Derek Katz

Media Contact

Adriane Cleary

Marketing and Communications Manager

adrianecleary@ucsb.edu

January 22, 2021

UC Santa Barbara Associate Professor of Musicology Dr. Derek Katz will give a talk, titled “Mary Lou Williams: From The Lady Who Swung the Band to The Zodiac Suite,” for the Goleta Valley Library on Sunday, January 24, 2021 at 2 pm PST. The pre-recorded talk will be streamed as a YouTube Premiere via the Friends of the Goleta Valley Library YouTube channel.

“In the 1930s and 1940s, a time when instrumental jazz and dance music was almost exclusively the preserve of male musicians, Mary Lou Williams had a major career as a pianist, composer and arranger,” noted Katz. “A superb and creative pianist, Williams was the primary arranger and soloist for Andy Kirk and His Twelve Clouds of Joy. She also arranged for Benny Goodman and Duke Ellington. Like Ellington, she presented extended compositions in concert settings, including her 1945 Zodiac Suite. Her path from traveling variety shows to the ballrooms of Kansas City and the cafés of New York illuminates many aspects of the jazz business, from perceptions of masculinity in piano playing and race in dance music, to the distinctive flavors of Kansas City jazz and the role of record companies in shaping repertoire and reputations.”

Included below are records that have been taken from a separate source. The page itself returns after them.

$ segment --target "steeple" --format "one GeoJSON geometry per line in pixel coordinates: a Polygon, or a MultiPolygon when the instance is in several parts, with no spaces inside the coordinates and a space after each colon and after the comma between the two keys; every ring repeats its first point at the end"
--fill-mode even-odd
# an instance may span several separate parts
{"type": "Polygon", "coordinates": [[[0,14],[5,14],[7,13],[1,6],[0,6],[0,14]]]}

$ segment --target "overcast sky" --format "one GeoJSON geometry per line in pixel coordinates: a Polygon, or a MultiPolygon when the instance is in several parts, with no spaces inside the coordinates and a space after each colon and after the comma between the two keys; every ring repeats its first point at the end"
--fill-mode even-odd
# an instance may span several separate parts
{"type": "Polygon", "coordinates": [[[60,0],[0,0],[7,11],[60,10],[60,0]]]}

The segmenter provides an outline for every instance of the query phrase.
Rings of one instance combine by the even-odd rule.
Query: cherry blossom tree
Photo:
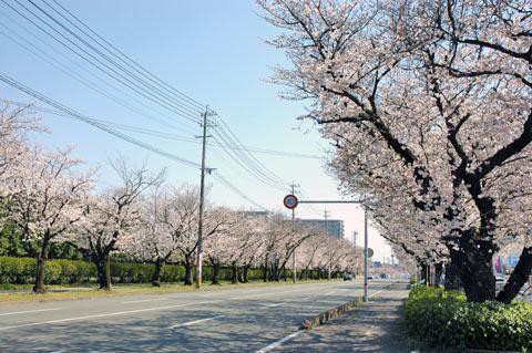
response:
[[[133,167],[124,157],[110,165],[121,184],[86,197],[84,221],[73,232],[73,243],[91,257],[98,269],[100,288],[104,290],[111,290],[111,252],[126,249],[141,229],[142,193],[160,184],[164,176],[164,170],[151,175],[144,166]]]
[[[407,197],[471,301],[495,299],[493,253],[522,241],[523,266],[498,297],[510,301],[532,267],[530,4],[258,3],[293,63],[274,81],[310,102],[305,117],[334,142],[346,193],[400,199],[400,214]]]
[[[43,293],[44,271],[50,245],[64,240],[83,219],[83,197],[93,186],[92,172],[80,172],[81,160],[72,148],[31,150],[31,163],[19,169],[16,193],[8,198],[9,220],[19,227],[38,269],[33,292]]]

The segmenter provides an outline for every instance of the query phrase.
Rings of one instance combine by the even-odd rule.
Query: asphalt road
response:
[[[304,319],[361,293],[348,281],[10,304],[0,352],[282,351]]]

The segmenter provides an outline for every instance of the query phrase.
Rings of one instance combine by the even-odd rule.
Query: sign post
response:
[[[299,204],[361,204],[350,200],[299,200],[293,194],[286,195],[283,204],[288,209],[294,209]],[[372,255],[371,255],[372,256]],[[368,211],[364,209],[364,301],[368,301]]]

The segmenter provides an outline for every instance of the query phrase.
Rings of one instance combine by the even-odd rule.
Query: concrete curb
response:
[[[324,311],[323,313],[305,320],[301,324],[303,330],[311,330],[320,324],[338,319],[341,314],[360,307],[364,303],[362,297],[348,301],[341,305]]]
[[[397,284],[399,282],[392,282],[382,290],[388,289],[392,287],[393,284]],[[335,319],[338,319],[341,314],[345,314],[348,311],[351,311],[352,309],[360,307],[364,304],[364,298],[362,297],[357,297],[355,300],[348,301],[347,303],[344,303],[341,305],[338,305],[336,308],[329,309],[327,311],[321,312],[320,314],[316,316],[311,316],[306,319],[303,323],[300,329],[301,330],[311,330],[316,326],[319,326],[326,322],[332,321]]]

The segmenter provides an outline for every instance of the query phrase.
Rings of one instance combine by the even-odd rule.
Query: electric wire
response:
[[[90,56],[91,59],[88,59],[85,55],[81,54],[79,51],[76,51],[75,49],[73,49],[72,46],[70,46],[69,44],[66,44],[64,41],[58,39],[53,33],[51,33],[50,31],[48,31],[47,29],[44,29],[42,25],[35,23],[35,21],[31,20],[28,15],[25,15],[24,13],[22,13],[21,11],[19,11],[18,9],[16,9],[14,7],[12,7],[11,4],[9,4],[6,0],[0,0],[2,1],[6,6],[8,6],[12,11],[14,11],[16,13],[18,13],[20,17],[24,18],[27,21],[29,21],[30,23],[32,23],[34,27],[37,27],[39,30],[41,30],[42,32],[44,32],[47,35],[49,35],[51,39],[53,39],[54,41],[57,41],[58,43],[60,43],[61,45],[63,45],[65,49],[68,49],[69,51],[71,51],[72,53],[74,53],[76,56],[79,56],[80,59],[82,59],[83,61],[88,62],[89,64],[91,64],[92,66],[94,66],[95,69],[98,69],[99,71],[101,71],[102,73],[106,74],[108,76],[110,76],[111,79],[120,82],[121,84],[123,84],[124,86],[129,87],[130,90],[136,92],[137,94],[142,95],[143,97],[145,97],[146,100],[151,101],[152,103],[155,103],[191,122],[194,122],[194,123],[197,123],[200,122],[200,118],[198,116],[193,116],[193,115],[190,115],[187,114],[186,112],[183,112],[182,110],[180,110],[178,107],[175,107],[172,105],[172,103],[168,103],[166,102],[165,100],[161,98],[160,96],[153,94],[152,92],[147,92],[146,90],[144,90],[143,87],[141,87],[140,84],[135,83],[134,81],[132,81],[130,77],[126,77],[124,76],[121,72],[116,71],[115,69],[111,68],[108,63],[103,62],[102,60],[100,60],[99,58],[96,58],[94,54],[88,52],[85,49],[83,49],[82,46],[80,46],[78,43],[75,43],[74,41],[72,41],[70,38],[65,37],[63,33],[61,33],[59,30],[57,30],[53,25],[51,25],[50,23],[48,23],[47,21],[44,21],[41,17],[39,17],[38,14],[35,14],[33,11],[31,11],[31,9],[27,8],[25,6],[21,4],[18,0],[14,0],[20,7],[22,7],[23,9],[27,10],[27,12],[31,13],[34,18],[37,18],[40,22],[42,22],[43,24],[45,24],[48,28],[50,28],[53,32],[55,32],[57,34],[59,34],[61,38],[63,38],[65,41],[70,42],[73,46],[75,46],[78,50],[80,50],[81,52],[83,52],[85,55]],[[96,62],[96,63],[95,63]],[[103,69],[102,66],[104,66],[105,69]],[[111,71],[111,73],[110,73]]]
[[[9,18],[7,17],[2,11],[0,11],[0,14],[2,17],[6,17],[6,18]],[[83,77],[81,76],[79,73],[76,73],[74,70],[72,70],[71,68],[69,68],[68,65],[65,65],[64,63],[60,62],[59,60],[54,59],[52,55],[50,55],[49,53],[47,53],[45,51],[43,51],[41,48],[39,48],[38,45],[35,45],[34,43],[31,43],[30,41],[28,41],[25,38],[21,37],[20,34],[13,32],[11,29],[9,29],[8,27],[6,27],[3,23],[0,22],[0,27],[3,28],[4,31],[8,31],[9,33],[6,33],[4,31],[1,31],[0,30],[0,33],[2,35],[4,35],[6,38],[8,38],[9,40],[11,40],[12,42],[14,42],[17,45],[21,46],[22,49],[27,50],[28,52],[32,53],[33,55],[35,55],[37,58],[39,58],[40,60],[47,62],[48,64],[50,64],[51,66],[53,66],[54,69],[59,70],[60,72],[64,73],[65,75],[70,76],[71,79],[75,80],[76,82],[79,82],[80,84],[84,85],[85,87],[89,87],[90,90],[101,94],[102,96],[111,100],[112,102],[125,107],[126,110],[129,110],[130,112],[133,112],[142,117],[145,117],[145,118],[149,118],[149,120],[153,120],[157,123],[160,123],[161,125],[165,126],[165,127],[172,127],[176,131],[181,131],[181,132],[185,132],[185,133],[190,133],[190,134],[193,134],[190,129],[186,129],[184,126],[177,126],[177,125],[174,125],[174,121],[171,120],[170,117],[167,116],[164,116],[166,122],[163,122],[162,118],[157,117],[157,116],[154,116],[154,115],[151,115],[150,113],[147,112],[144,112],[142,111],[141,108],[134,106],[134,105],[131,105],[130,103],[123,101],[122,98],[120,98],[119,96],[114,95],[113,93],[106,91],[105,89],[99,86],[96,83],[88,80],[86,77]],[[31,34],[31,32],[30,32]],[[17,38],[14,38],[17,37]],[[39,40],[39,38],[37,38]],[[23,43],[22,43],[23,42]],[[44,44],[48,44],[45,42],[43,42]],[[53,50],[53,48],[51,48]],[[120,91],[116,86],[113,86],[112,84],[110,84],[109,82],[102,80],[101,77],[94,75],[92,72],[85,70],[85,68],[79,65],[75,61],[72,61],[70,58],[63,55],[61,52],[57,52],[58,54],[62,55],[64,59],[69,60],[69,62],[71,62],[72,64],[79,66],[80,69],[82,69],[83,71],[85,71],[86,73],[89,73],[90,75],[92,75],[93,77],[95,77],[96,80],[103,82],[104,84],[106,85],[110,85],[112,89],[114,90],[117,90],[120,93],[124,94],[125,96],[127,96],[131,100],[134,100],[136,103],[139,103],[140,105],[143,105],[144,107],[149,108],[147,105],[145,105],[143,102],[140,102],[137,101],[136,98],[134,98],[133,96],[131,96],[130,94],[127,94],[126,92],[123,92],[123,91]]]

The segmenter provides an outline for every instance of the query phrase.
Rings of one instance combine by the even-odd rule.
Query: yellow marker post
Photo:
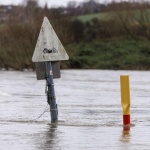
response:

The video will be available here on Sunday, January 24, 2021 at 2 pm PST.

Katz received his PhD from UC Santa Barbara, his BA from Harvard, and has studied at The Free University of Berlin on a Fulbright Fellowship. A specialist in Czech music, he has published articles in Musical Quarterly and multiple Czech journals, as well as chapters in Nineteenth Century Chamber Music (Schirmer, 1998), Janáček and His World (Princeton, 2003), and Modernism and Opera (Johns Hopkins, 2016). His book Janáček Beyond the Borders was published by the University of Rochester Press in 2009. His more recent work deals with institutional support for professional string quartets in the United States in the mid-20th Century. In particular, he has been researching the American career of the Kolisch Quartet and the history of the New Friends of Music in New York. Katz has also worked extensively in public musicology and audience enhancement. He has written for The New York Times, the San Francisco Opera, the Teatro Real Madrid, and the Bavarian State Opera, and spoken at Lincoln Center and Carnegie Hall. He also collaborates with the San Francisco Opera Guild, the Ives Collective, and the Hausmann Quartet. He is an enthusiastic amateur violist and chamber music player.